“Our minds can be hijacked” Part 4: the death of nuance and humility

This article follows Parts 12 and 3 of a four part commentary on The Guardian’s article “Our minds can be hijacked”.

Narcissism is in, humility is out. Social media and the coddled generation have cultivated a culture of blaming others for their own failings and perceived injustices.

Politics is downstream from culture. Politics has taken over discourse over the Internet as a reaction to the social media cultural shift.

Facebook and Twitter eventually coax people to choose a side, even if they are pragmatic and nuanced in their views. As a result, we see the political divisiveness that is Brexit versus Remain, and Trump versus anti-Trump.

That means privileging what is sensational over what is nuanced, appealing to emotion, anger and outrage. The news media is increasingly working in service to tech companies, Williams adds, and must play by the rules of the attention economy to “sensationalise, bait and entertain in order to survive”.

In the wake of Donald Trump’s stunning electoral victory, many were quick to question the role of so-called “fake news” on Facebook, Russian-created Twitter bots or the data-centric targeting efforts that companies such as Cambridge Analytica used to sway voters. But Williams sees those factors as symptoms of a deeper problem.

It is not just shady or bad actors who were exploiting the internet to change public opinion. The attention economy itself is set up to promote a phenomenon like Trump, who is masterly at grabbing and retaining the attention of supporters and critics alike, often by exploiting or creating outrage.

Lewis’ article deserves some meta-analysis again. While he has given credit to Trump for being persuasive, he failed to recognize that the allegations and resulting anti-Trump outrage were fabricated using the same sensationalist tactics.

You can attribute Trump’s “stunning” victory to outrage culture the same way you can attribute these “stunning” accusations of fake news and Russian interference to outrage culture. It appears only one side can be right, the other side must be completely wrong, and there is no in-between.

He concludes the article conceding this possible lack of introspection:

“Will we be able to recognise it, if and when it happens?” Williams replies. “And if we can’t, then how do we know it hasn’t happened already?”

It is clear that social media is an extension of a high school lifestyle, in that it encourages the formation of cliques and increases the likelihood of being in an “echo chamber”. Being constantly bombarded with positive feedback only if you share the same opinion within the clique, coupled with the filtered feeds that further shield you from opposing opinions, results in being conditioned to immediately dismiss opposing opinions as if they were outright nonsense.

People are losing their ability to listen, empathize and negotiate. Those outside of the clique are shunned and mocked. This is the disturbing trend of anti-social behavior that social media cultivates.

To borrow a line from Scott Adams, we now live in a society where facts don’t matter and persuasion is king. For example, the postmodern deconstruction of science and biology, a movement rooted entirely on censoring millennia of scientific research and progress, has infiltrated one side of the political spectrum and maintains its relevancy through social media. It fights off rational opposition with ostracism and mockery: if you’re not with them, you’re a racist, transphobic, bigot!  Its “echo chamber” is insulated enough that it has its own established set of “facts” that conveniently separates itself from science or masquerades itself as science.  It has planted its seeds firmly in academia and media, branched out into politics, and reaffirms itself in the public psyche through social media.


What’s in store for the future in a society perpetually living in high school?
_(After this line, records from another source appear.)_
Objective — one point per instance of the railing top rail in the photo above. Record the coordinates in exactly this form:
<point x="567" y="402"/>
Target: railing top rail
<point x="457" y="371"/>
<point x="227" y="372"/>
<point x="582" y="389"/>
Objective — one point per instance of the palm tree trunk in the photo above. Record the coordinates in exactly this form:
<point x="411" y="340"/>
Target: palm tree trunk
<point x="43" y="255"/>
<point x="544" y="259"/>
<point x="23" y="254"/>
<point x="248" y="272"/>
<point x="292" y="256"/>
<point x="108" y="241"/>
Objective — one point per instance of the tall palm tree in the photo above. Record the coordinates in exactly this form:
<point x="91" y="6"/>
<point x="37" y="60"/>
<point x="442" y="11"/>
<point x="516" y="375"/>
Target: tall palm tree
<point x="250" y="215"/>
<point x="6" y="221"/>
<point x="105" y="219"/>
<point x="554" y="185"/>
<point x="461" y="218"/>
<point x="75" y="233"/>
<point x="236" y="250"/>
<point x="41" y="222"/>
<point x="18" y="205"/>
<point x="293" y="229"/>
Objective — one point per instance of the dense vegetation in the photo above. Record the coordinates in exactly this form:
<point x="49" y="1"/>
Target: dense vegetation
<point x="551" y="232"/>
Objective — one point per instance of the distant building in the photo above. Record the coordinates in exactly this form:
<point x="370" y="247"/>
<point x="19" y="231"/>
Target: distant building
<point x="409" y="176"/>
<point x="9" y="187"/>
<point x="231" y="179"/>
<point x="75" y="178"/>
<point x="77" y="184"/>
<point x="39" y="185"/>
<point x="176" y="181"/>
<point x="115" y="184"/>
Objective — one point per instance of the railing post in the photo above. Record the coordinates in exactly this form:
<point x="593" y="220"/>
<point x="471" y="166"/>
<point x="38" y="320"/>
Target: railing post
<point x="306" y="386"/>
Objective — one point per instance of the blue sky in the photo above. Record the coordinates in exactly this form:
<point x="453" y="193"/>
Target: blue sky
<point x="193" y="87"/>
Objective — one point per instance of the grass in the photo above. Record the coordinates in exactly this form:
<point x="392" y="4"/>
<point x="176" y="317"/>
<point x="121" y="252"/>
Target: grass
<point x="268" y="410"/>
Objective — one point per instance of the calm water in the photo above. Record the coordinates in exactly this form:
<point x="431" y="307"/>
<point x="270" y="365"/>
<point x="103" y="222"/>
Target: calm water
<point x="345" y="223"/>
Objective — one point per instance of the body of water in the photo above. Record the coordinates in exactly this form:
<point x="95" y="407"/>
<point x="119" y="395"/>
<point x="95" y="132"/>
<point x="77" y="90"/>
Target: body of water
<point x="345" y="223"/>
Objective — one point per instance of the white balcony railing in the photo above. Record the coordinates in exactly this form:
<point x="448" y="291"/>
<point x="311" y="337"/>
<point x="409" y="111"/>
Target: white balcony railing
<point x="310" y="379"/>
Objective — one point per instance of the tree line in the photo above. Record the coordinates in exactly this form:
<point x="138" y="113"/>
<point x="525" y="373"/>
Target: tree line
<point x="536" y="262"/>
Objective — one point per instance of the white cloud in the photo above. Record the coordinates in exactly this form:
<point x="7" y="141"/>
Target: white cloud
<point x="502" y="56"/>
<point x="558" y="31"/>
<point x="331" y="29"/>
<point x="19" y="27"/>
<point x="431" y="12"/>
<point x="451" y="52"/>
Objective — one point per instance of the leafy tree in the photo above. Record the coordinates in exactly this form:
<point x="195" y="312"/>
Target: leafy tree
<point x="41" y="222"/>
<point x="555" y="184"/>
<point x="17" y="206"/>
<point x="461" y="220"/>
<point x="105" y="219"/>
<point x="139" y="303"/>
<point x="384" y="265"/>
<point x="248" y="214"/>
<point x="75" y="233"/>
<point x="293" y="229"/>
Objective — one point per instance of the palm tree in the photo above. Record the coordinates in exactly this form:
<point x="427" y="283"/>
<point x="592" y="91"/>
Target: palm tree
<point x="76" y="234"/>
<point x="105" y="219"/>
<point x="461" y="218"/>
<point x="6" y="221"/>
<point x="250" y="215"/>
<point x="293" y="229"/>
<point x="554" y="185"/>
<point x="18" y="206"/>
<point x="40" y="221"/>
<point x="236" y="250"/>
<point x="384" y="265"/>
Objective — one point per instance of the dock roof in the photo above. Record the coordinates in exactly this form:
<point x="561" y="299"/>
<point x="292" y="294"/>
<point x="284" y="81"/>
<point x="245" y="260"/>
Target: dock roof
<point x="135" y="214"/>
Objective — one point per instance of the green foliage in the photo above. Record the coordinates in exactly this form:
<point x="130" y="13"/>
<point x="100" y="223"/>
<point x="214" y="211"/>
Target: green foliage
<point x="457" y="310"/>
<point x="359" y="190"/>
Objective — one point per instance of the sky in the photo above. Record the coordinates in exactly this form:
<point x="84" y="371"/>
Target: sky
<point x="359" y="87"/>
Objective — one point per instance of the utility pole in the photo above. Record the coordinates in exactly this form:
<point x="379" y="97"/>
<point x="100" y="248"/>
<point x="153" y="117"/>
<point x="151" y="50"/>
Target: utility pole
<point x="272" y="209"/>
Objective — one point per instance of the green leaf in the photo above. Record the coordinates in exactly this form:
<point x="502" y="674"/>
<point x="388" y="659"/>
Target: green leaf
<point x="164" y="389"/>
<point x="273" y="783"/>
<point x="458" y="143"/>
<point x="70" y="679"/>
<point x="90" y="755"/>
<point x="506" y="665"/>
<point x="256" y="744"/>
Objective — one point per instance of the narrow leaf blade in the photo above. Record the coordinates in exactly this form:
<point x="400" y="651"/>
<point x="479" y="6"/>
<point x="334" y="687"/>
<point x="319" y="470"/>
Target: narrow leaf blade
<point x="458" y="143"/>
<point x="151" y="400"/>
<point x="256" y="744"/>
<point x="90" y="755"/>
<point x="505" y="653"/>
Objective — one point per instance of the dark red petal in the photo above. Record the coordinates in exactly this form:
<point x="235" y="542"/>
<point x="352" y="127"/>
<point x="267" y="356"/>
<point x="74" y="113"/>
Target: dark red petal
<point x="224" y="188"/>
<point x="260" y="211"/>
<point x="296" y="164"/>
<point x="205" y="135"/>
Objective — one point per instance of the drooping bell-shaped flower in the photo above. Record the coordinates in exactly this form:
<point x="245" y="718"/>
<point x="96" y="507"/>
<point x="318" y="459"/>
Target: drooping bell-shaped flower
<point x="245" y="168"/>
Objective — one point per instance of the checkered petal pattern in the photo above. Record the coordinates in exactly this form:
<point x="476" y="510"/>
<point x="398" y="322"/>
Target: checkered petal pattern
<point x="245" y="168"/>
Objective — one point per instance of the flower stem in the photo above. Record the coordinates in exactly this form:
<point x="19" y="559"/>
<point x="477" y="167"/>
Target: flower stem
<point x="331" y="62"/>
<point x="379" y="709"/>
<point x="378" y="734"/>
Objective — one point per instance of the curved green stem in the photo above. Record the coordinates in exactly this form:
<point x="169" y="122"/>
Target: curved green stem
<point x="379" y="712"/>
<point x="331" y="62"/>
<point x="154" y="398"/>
How does nuance and humility revive from the dead, particularly if the walls within these “echo chambers” are becoming stronger?

The longer that social media is en vogue, the closer we need a “hard reset”. It is a complex problem that probably deserves another series of articles.

In short, restoring humility requires the necessity of a humble lifestyle. The sense of entitlement needs to be opposed by a sense of struggle and personal responsibility.  We will get to that point once this debt-fueled economy eventually unravels.  It will lead to an economic depression, which inevitably may lead to conflict if the “echo chambers” are still stifling communication between opposing sides.

However, if everyone can recognize the perils of social media and treats it as any other vice to be avoided, the anti-social trend may come to an end peacefully.

In the current cultural climate where facts don’t matter, revealing the science behind Facebook’s psychological dangers won’t cut it.

We will have to wait until Facebook dies like any other high school fad.  It will die when the kids consider it “lame”.

If you ask me, maintaining a narcissistic, self-absorbed, fake-celebrity image for the sake of accumulating superficial “likes” from hundreds of “friends” you barely know seems pretty lame already.